Alzheimer’s disease (AD) is a common form of dementia affecting the elderly worldwide. It is a multifactorial neurodegenerative disorder with no known preventive therapy. Many of the drugs used in the treatment of AD, such as galantamine, rivastigmine, and donepezil, have unpleasant side effects, and hence physicians are keen to find alternatives. Research has shown that plants and their phytochemicals can alleviate AD. These plant products can act through various modes, such as inhibition of amyloid β, acetylcholine, and γ-secretase, modulation of antioxidants, and α-secretase activation, which are known to involve in the improvement of brain functions. A recent approach that has garnered the attention of many researchers in designing a drug against AD is the multi-target-directed ligand (MTDL), wherein the same molecule act on multiple targets. Many studies have reported the potential of herbs to act on multiple targets and display biological properties. The current review summarizes the ongoing evidence on the use of herbs and their derived bioactive molecules in the treatment of AD and in relieving disease-associated pathological events. Currently available plant-derived MTDLs for the treatment or slowing down of the progression of AD are also discussed.

Introduction

Alzheimer’s disease (AD) is an irreversible, chronic neurodegenerative disorder characterized by deterioration of cognitive functions and behavioral disturbances [Citation1]. Globally, AD is the most common cause of dementia, affecting approximately 46.8 million people and expected to increase up to 131.5 million by 2050 [Citation2]. The probability of AD aggressively increases with age, more particularly after the age of 65. Thus, age is the primary risk factor for AD development [Citation3]. AD developed after 65 years of age is referred to as ‘sporadic’ (or late-onset), whereas AD developed before 65 is classified as ‘familial’ (or early-onset). Several complex pathogenic pathways are involved in the progression and development of the disease, including plaque formation, inflammatory cascade, oxidative stress, and cholinergic deficit [Citation4]. These cognitive deficits lead to memory-related clinical symptoms, such as loss of episodic and newly learned memories [Citation5] .

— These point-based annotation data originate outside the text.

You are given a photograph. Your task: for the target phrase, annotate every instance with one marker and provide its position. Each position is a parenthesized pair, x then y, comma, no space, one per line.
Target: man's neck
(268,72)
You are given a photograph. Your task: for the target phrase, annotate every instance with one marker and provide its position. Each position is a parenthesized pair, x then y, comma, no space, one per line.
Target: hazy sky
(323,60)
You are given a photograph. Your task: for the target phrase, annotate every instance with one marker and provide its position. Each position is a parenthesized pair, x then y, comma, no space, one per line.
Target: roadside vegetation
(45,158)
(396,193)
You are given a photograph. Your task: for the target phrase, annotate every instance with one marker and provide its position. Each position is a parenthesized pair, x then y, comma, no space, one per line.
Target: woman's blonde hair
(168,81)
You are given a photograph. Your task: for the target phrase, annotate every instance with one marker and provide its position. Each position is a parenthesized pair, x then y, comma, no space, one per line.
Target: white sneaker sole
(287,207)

Acetylcholine- and glutamate-producing neurons are known to be damaged during AD, thereby affecting the synapses associated with them. This is in agreement with the early cognitive symptoms observed in AD [Citation6]. The main factor for the degeneration of neurons is due to the increased activity of cholinesterases (ChEs), which leads to a decrease in acetylcholine (ACh) levels, which in turn stops the neuronal transmission signals [Citation7]. Studies have also established that acetylcholinesterase (AChE) promote Aβ aggregation and a notable increase in the cortical levels of butyrylcholinesterase (BuChE), which is related to the formation of Aβ plaques and neurofibrillary tangles (NFTs) [Citation8–10].

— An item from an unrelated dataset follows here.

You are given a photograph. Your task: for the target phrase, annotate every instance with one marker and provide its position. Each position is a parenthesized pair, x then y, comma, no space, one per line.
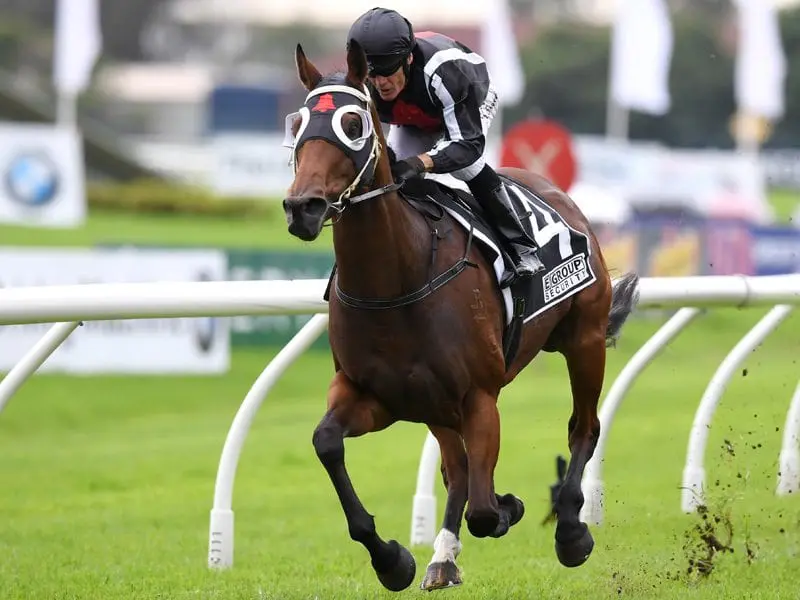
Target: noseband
(321,118)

Many natural compounds are known to have neuroprotective effects during AD. A large family of plant isolates has proven to be a modality for treatment by their inhibitory effect on Aβ, cholinesterase, beta, and gamma secretases. Potent activation of alpha secretases by plant products also substantiates the neuroprotective effect. This review gives a detailed insight into the list of plants and their isolates as neuroprotective agents during AD.

Molecular mechanism of AD

The formation of NFTs and senile plaques are the main histopathological hallmarks of AD [Citation11]. The senile plaques contain amyloid-beta (Aβ) peptide, which consists of 37–49 amino acid residues and are formed by the extracellular and transmembrane domains of amyloid precursor protein (APP) [Citation12]. In plaques, the oligomers might be trapped in fibrillar aggregates. Oligomers may be the hazardous Aβ species that contribute to signaling pathway deregulation (Fyn, FAK, GSK3b, and CDK5), causing changes in cytoskeletal and synaptic proteins, as well as synaptic and neural damage [Citation13] (). During sporadic AD, APP is cleaved by gamma and beta secretases to form 4 kDa Aβ peptide. The cleavage product has a strong tendency to form aggregates. Aβ accumulation has been one of the major pathological events resulting from an imbalance between production and clearance [Citation14]. The Aβ aggregation process initiates by self-assembling of Aβ monomers into low molecular weight oligomers, which in turn results in the formation of high molecular weight oligomers known as soluble aggregation intermediates. These further aggregate to form fibrils and accumulate in the brain [Citation15,Citation16]. It is believed that microglia and astrocytes then mount an inflammatory response to clear the amyloid aggregates, and this inflammation likely causes the destruction of adjacent neurons and their neurites.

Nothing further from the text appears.